Data from: Strong indirect herbicide effects on mycorrhizal associations through plant community shifts and secondary invasions
Lekberg, Ylva et al. (2017), Data from: Strong indirect herbicide effects on mycorrhizal associations through plant community shifts and secondary invasions, Dryad, Dataset, https://doi.org/10.5061/dryad.387jh
Million of acres of US wildlands are sprayed with herbicides to control invasive species, but relatively little is known about non-target effects of herbicide use. We combined greenhouse, field and laboratory experiments involving the invasive forb spotted knapweed (Centaurea stoebe) and native bunchgrasses to assess direct and indirect effects of the forb-specific herbicide picloram on arbuscular mycorrhizal fungi (AMF), which are beneficial soil fungi that colonize most plants. Picloram had no effect on bunchgrass viability and their associated AMF in the greenhouse, but killed spotted knapweed and reduced AM colonization of a subsequent host grown. Results were similar in the field where AMF abundance in bunchgrass-dominated plots was unaffected by herbicides one year after spraying based on 16:1ω5 phospholipid fatty acid (PLFA) and neutral lipid fatty acid (NLFA) concentrations. In spotted knapweed-dominated plots, however, picloram application shifted dominance from spotted knapweed, a good AMF host, to bulbous bluegrass (Poa bulbosa), a poor AMF host. This coincided with a 63% reduction in soil 16:1ω5 NLFA concentrations but no reduction of 16:1ω5 PLFA. Because 16:1ω5 NLFA quantifies AMF storage lipids and 16:1ω5 PLFA occurs in AMF membrane lipids, we speculate that the herbicide-mediated reduction in host quality reduced fungal carbon storage, but not necessarily fungal abundance after one year in the field.

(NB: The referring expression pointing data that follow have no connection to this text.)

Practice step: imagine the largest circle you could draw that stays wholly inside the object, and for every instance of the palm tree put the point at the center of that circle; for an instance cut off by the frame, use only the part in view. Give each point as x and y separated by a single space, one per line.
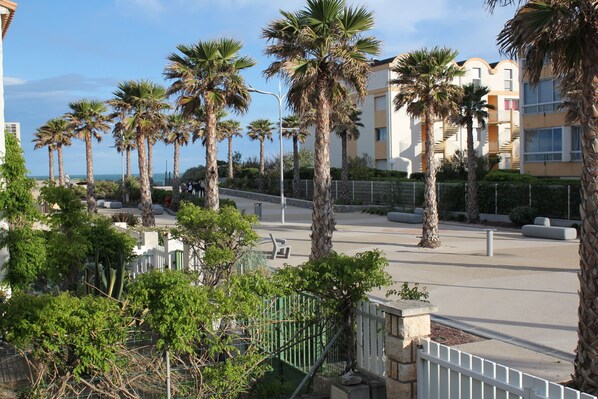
472 106
43 138
564 32
206 75
261 130
319 50
177 134
229 129
295 127
346 120
424 79
143 103
88 119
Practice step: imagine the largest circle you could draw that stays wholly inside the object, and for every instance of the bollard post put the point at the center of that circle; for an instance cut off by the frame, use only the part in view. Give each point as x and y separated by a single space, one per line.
489 242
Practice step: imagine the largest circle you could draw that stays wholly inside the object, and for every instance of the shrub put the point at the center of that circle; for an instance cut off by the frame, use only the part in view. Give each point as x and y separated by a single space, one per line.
159 196
523 215
509 176
107 189
125 217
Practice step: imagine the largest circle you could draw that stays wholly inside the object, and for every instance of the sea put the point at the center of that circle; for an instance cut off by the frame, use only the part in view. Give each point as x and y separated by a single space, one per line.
158 177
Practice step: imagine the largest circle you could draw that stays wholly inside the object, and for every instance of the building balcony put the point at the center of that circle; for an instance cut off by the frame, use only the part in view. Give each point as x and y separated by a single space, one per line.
504 116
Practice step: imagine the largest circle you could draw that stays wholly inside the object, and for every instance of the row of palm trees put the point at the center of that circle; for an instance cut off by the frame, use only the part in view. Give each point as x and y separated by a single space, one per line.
322 52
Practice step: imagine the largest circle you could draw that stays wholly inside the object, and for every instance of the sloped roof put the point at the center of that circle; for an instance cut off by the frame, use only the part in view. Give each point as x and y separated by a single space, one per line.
7 18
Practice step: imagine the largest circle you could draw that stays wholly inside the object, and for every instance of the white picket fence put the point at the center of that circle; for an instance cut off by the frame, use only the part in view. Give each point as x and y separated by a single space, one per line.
370 338
447 373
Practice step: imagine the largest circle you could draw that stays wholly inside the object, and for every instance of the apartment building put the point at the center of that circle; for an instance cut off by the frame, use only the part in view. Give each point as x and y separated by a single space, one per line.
549 146
395 141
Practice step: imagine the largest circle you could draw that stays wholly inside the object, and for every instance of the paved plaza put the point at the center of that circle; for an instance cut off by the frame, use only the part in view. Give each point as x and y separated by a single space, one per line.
524 297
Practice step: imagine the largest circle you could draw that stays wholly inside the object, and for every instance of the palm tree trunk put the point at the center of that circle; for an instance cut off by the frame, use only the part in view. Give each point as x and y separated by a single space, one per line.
473 215
128 156
296 175
91 196
50 164
262 166
230 157
212 201
586 360
322 214
176 187
345 195
60 166
150 160
147 212
430 236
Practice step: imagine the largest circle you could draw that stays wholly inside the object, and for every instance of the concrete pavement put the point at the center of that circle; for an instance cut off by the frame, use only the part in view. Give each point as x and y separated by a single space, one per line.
524 297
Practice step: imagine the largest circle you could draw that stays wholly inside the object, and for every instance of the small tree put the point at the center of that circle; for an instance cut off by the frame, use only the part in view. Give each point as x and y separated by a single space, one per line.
217 238
342 282
25 245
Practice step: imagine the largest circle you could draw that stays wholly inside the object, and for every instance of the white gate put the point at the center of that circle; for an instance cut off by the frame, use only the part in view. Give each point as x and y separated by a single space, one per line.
370 338
444 372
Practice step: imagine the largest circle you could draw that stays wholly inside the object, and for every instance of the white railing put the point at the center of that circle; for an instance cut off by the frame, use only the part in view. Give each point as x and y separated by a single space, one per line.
370 338
444 372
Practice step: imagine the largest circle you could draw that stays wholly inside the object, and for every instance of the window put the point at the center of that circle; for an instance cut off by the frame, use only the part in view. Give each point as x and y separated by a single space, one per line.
511 104
543 145
477 76
509 79
576 143
380 103
381 134
544 97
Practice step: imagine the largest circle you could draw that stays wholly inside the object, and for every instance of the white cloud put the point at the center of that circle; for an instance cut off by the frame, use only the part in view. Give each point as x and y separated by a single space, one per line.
12 81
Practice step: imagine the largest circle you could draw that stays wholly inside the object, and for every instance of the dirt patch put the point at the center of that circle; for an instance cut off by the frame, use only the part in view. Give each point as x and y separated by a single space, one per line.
450 336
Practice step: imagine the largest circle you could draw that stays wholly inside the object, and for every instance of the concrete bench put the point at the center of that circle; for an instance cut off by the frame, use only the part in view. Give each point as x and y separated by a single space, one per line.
113 204
404 217
542 229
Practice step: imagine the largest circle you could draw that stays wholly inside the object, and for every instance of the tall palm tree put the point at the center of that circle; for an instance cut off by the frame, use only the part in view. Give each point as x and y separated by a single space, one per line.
346 121
229 129
295 127
62 134
472 106
143 103
261 130
207 75
564 32
318 50
424 79
177 134
43 138
89 119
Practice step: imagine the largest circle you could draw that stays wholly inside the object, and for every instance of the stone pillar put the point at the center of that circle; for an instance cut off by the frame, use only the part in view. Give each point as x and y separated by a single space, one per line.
407 322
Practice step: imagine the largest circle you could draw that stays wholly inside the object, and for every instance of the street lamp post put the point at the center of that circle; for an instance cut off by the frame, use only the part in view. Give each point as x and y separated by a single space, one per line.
279 98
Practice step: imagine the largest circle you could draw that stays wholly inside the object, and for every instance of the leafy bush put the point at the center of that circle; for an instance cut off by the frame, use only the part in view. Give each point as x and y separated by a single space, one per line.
125 217
522 215
410 293
107 189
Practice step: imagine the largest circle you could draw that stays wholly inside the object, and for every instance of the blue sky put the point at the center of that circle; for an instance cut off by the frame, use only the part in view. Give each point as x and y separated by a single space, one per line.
60 51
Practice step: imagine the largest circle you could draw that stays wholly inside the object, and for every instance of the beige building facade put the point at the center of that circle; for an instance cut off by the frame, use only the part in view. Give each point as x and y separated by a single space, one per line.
394 140
549 146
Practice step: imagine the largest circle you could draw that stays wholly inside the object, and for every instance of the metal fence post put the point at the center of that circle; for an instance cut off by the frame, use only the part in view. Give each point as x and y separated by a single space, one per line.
496 199
371 192
414 194
568 202
529 189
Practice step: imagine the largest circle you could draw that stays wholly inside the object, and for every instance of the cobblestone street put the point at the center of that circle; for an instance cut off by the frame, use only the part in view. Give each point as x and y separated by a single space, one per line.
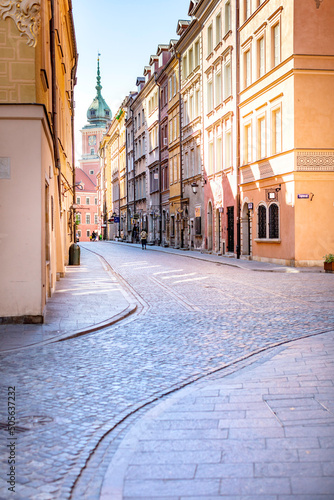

Overall, in greenhouse and field experiments, AMF were only affected when picloram altered host quantity and quality. This apparent lack of direct effect was supported by our in-vitro trial where picloram applied to AMF mycelia did not reduce fungal biomass and viability. We show that the herbicide picloram can have profound, indirect effects on AMF within a year. Depending on herbicide-mediated shifts in host quality, rapid interventions may be necessary post herbicide applications to prevent loss of AMF abundance. Future research should assess consequences of these potential shifts for the restoration of native plants that differ in mycorrhizal dependency.